Re: [ot-users] SpaceFillingC2 speed

roy Thu, 15 Jun 2017 01:16:29 -0700

Hello Denis,

Indeed now OT is faster using ot.Sample(sample).


Regarding numba, it has to be pure python and not numpy for it to work 
efficiently.

import numpy as np
import timeit
import openturns as ot
from numba import jit, njit


def discrepancy(sample):
    n_sample = len(sample)
    dim = sample.shape[1]

    abs_ = abs(sample - 0.5)
    disc1 = np.sum(np.prod(1 + 0.5 * abs_ - 0.5 * abs_ ** 2, axis=1))

    prod_arr = 1
    for i in range(dim):
        s0 = sample[:, i]
        prod_arr *= (1 +
                     0.5 * abs(s0[:, None] - 0.5) + 0.5 * abs(s0 - 0.5) -
                     0.5 * abs(s0[:, None] - s0))
    disc2 = prod_arr.sum()

    c2 = (13 / 12) ** dim - 2 / n_sample * disc1 + 1 / (n_sample ** 2) * disc2
    return np.sqrt(c2)

@jit
def discrepancy_numba(sample):
    n_sample = len(sample)
    dim = sample.shape[1]

    abs_ = abs(sample - 0.5)
    disc1 = np.sum(np.prod(1 + 0.5 * abs_ - 0.5 * abs_ ** 2, axis=1))

    prod_arr = 1
    for i in range(dim):
        s0 = sample[:, i]
        prod_arr *= (1 +
                     0.5 * abs(s0[:, None] - 0.5) + 0.5 * abs(s0 - 0.5) -
                     0.5 * abs(s0[:, None] - s0))
    disc2 = prod_arr.sum()

    c2 = (13 / 12) ** dim - 2 / n_sample * disc1 + 1 / (n_sample ** 2) * disc2
    return np.sqrt(c2)

@njit
def discrepancy_faster_numba(sample):
    disc1 = 0
    n_sample = len(sample)
    dim = sample.shape[1]

    for i in range(n_sample):
        prod = 1
        for item in sample[i]:
            sub = abs(item - 0.5)
            prod *= 1 + 0.5 * sub - 0.5 * sub ** 2
        disc1 += prod

    disc2 = 0
    for i in range(n_sample):
        for j in range(n_sample):
            prod = 1
            for k in range(dim):
                a = 0.5 * abs(sample[i,k] - 0.5)
                b = 0.5 * abs(sample[j,k] - 0.5)
                c = 0.5 * abs(sample[i,k] - sample[j,k])
                prod *= 1 + a + b - c
            disc2 += prod

    c2 = (13 / 12) ** dim - 2 / n_sample * disc1 + 1 / (n_sample ** 2) * disc2
    return np.sqrt(c2)


sample = np.random.random_sample((500, 2))
ot_sample = ot.Sample(sample)
print(discrepancy(sample))
print(discrepancy_numba(sample))
print(discrepancy_faster_numba(sample))
print(ot.SpaceFillingC2().evaluate(sample))
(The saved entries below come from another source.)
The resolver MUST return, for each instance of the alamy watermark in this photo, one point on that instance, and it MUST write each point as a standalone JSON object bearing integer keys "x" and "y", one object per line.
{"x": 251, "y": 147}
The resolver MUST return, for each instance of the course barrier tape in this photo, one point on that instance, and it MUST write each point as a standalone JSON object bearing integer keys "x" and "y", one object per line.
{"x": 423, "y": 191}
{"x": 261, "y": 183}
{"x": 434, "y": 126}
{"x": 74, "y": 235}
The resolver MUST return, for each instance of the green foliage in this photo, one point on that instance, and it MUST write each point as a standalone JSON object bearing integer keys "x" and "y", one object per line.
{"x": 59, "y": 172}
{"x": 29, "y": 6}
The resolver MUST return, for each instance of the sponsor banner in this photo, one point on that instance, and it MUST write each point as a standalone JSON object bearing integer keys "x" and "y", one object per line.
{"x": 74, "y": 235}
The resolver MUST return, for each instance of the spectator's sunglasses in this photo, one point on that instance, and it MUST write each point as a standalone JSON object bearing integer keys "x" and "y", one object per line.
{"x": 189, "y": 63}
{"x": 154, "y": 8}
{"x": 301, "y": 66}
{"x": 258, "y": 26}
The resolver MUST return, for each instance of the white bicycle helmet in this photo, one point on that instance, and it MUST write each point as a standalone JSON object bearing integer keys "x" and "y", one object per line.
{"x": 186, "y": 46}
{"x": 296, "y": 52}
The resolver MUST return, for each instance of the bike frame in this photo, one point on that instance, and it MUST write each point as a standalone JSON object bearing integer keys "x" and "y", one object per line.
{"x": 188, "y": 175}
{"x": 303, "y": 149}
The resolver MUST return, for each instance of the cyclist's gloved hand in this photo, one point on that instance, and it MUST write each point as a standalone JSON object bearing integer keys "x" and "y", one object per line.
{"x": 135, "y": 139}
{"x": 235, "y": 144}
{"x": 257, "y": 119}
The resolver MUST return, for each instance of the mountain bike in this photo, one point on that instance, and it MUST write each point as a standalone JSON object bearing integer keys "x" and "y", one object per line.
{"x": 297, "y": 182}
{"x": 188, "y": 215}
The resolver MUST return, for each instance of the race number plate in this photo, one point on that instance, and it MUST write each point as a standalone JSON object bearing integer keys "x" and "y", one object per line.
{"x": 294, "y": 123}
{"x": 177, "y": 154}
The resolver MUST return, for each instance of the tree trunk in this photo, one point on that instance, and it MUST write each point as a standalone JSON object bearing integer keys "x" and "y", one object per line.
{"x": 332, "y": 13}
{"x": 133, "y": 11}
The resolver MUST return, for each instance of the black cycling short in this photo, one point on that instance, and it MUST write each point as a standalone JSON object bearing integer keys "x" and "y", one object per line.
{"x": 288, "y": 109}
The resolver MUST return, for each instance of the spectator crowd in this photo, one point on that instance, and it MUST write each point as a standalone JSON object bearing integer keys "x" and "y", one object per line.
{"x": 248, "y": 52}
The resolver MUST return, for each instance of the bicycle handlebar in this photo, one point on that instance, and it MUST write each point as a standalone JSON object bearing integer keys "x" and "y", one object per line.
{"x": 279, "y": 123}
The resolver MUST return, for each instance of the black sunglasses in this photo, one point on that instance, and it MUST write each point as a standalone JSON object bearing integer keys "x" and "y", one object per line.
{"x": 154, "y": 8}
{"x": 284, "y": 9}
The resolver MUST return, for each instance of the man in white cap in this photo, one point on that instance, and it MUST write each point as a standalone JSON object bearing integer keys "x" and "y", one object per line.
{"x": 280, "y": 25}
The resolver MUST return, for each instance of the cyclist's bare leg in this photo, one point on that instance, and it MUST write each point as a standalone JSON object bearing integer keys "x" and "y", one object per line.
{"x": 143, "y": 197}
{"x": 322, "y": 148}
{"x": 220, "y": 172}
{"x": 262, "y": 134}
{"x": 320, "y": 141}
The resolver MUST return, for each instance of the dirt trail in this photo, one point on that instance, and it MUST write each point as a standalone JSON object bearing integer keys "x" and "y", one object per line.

print('Function time: ', timeit.repeat('discrepancy(sample)', number=500, 
repeat=4, setup="from __main__ import discrepancy, sample"))
print('numba time: ', timeit.repeat('discrepancy_numba(sample)', number=500, 
repeat=4, setup="from __main__ import discrepancy_numba, sample"))
print('Fast numba time: ', timeit.repeat('discrepancy_faster_numba(sample)', 
number=500, repeat=4, setup="from __main__ import discrepancy_faster_numba, 
sample"))
print('OT time: ', timeit.repeat('ot.SpaceFillingC2().evaluate(ot_sample)', 
number=500, repeat=4, setup="from __main__ import ot_sample, ot"))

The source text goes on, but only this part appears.